Iêmen prende 30 depois de ataque à embaixada dos EUA

quinta-feira, 18 de setembro de 2008 08:37 BRT
 

DUBAI (Reuters) - As autoridades do Iêmen prenderam 30 suspeitos de envolvimento com a Al Qaeda, depois de um ataque à embaixada norte-americana na capital do país, Sanaa, informou uma fonte de segurança na quinta-feira.

Dois carros-bomba deram início a uma série de explosões do lado de fora da embaixada norte-americana no Iêmen na quarta-feira, matando 16 pessoas, incluindo seis agressores. Os mortos eram todos iemenitas, exceto uma indiana que passava pelo local quando as explosões aconteceram.

"As autoridades de segurança querem investigar se os suspeitos têm alguma ligação com os ataques de quarta-feira", disse a fonte de segurança.

Uma fonte de segurança do Iêmen disse à Reuters que Washington mandará investigadores para ajudar o Iêmen a apurar o caso.

As fontes também disseram que os agressores usavam uniformes militares e estavam em veículos parecidos com os utilizados pela forças de segurança do Iêmen.

O Departamento de Estado norte-americano disse na quarta-feira que os ataques têm "todos as marcas registradas" da Al Qaeda, mas não concluiu ainda se o grupo foi mesmo o responsável.
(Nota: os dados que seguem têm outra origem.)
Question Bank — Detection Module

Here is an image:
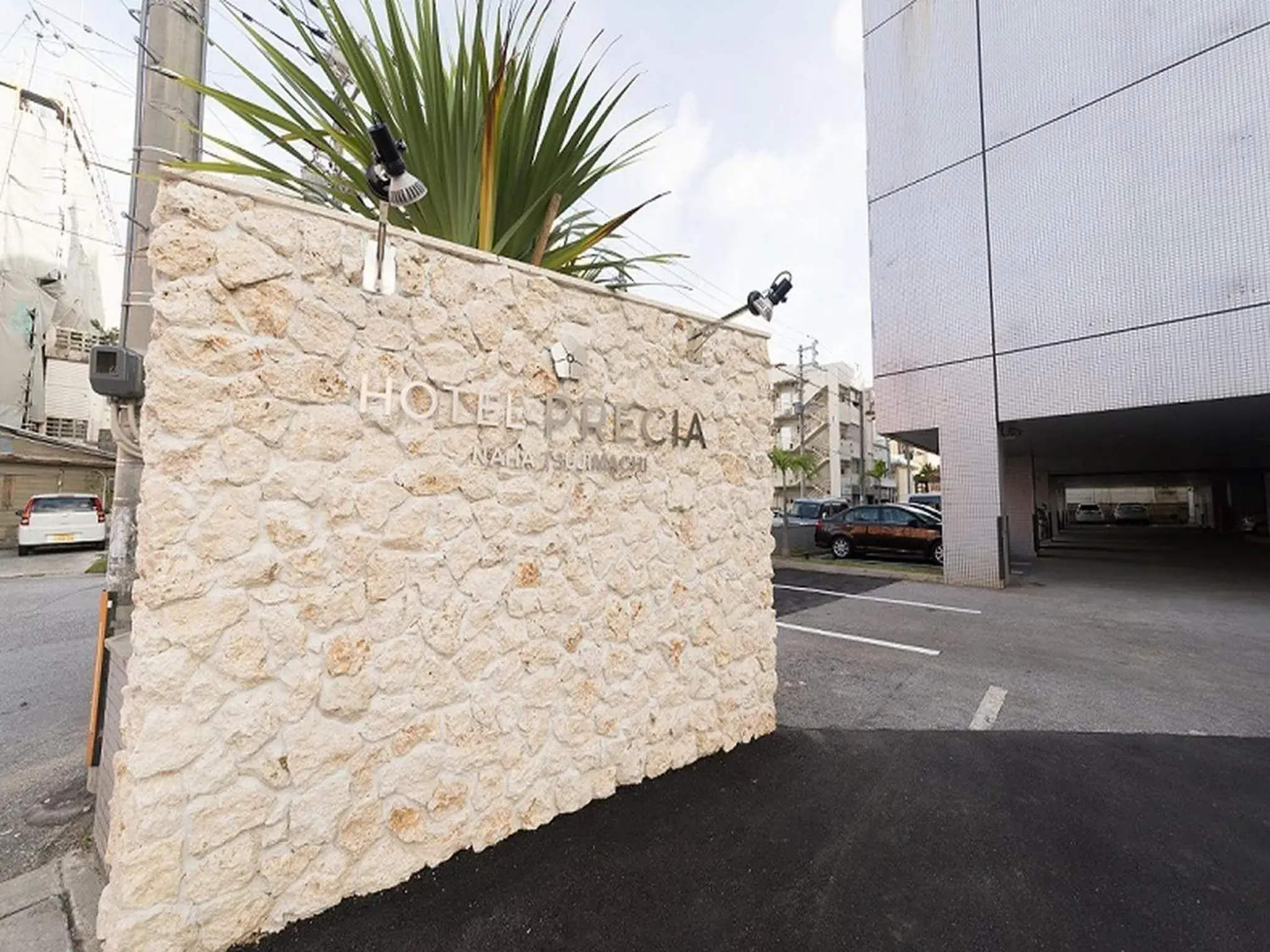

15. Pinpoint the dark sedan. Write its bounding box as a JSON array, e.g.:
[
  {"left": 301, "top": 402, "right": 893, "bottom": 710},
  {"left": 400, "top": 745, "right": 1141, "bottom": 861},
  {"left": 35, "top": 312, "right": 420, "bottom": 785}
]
[{"left": 815, "top": 504, "right": 944, "bottom": 565}]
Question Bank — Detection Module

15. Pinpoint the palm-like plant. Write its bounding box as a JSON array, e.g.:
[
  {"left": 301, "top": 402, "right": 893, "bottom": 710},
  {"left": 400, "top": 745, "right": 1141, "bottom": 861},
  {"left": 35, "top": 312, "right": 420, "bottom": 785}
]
[
  {"left": 767, "top": 447, "right": 819, "bottom": 556},
  {"left": 913, "top": 464, "right": 940, "bottom": 493},
  {"left": 183, "top": 0, "right": 674, "bottom": 287}
]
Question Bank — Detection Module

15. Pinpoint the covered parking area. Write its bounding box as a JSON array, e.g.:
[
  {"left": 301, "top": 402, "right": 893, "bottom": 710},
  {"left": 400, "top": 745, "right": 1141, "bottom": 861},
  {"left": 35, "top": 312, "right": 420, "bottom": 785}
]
[{"left": 1001, "top": 396, "right": 1270, "bottom": 585}]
Um grupo chamado Jihad Islâmica no Iêmen, que não tem relação com o grupo palestino de nome parecido, assumiu a autoria do ataque e ameaçou fazer o mesmo em outras embaixadas, como a da Grã-Bretanha, da Arábia Saudita e dos Emirados Árabes Unidos, a não ser que o Iêmen liberte membros do grupo que estão na prisão.

"Vamos continuar com a série de ataques às outras embaixadas citadas anteriormente, até que nossas exigências sejam atendidas pelo governo iemenita", disse o grupo na quarta-feira.

O porta-voz da embaixada norte-americana disse que seu prédio continuará de portas abertas, desmentindo uma reportagem da TV Al Jazeera, que havia dito que os Estados Unidos fechariam sua embaixada no Iêmen devido ao ataque.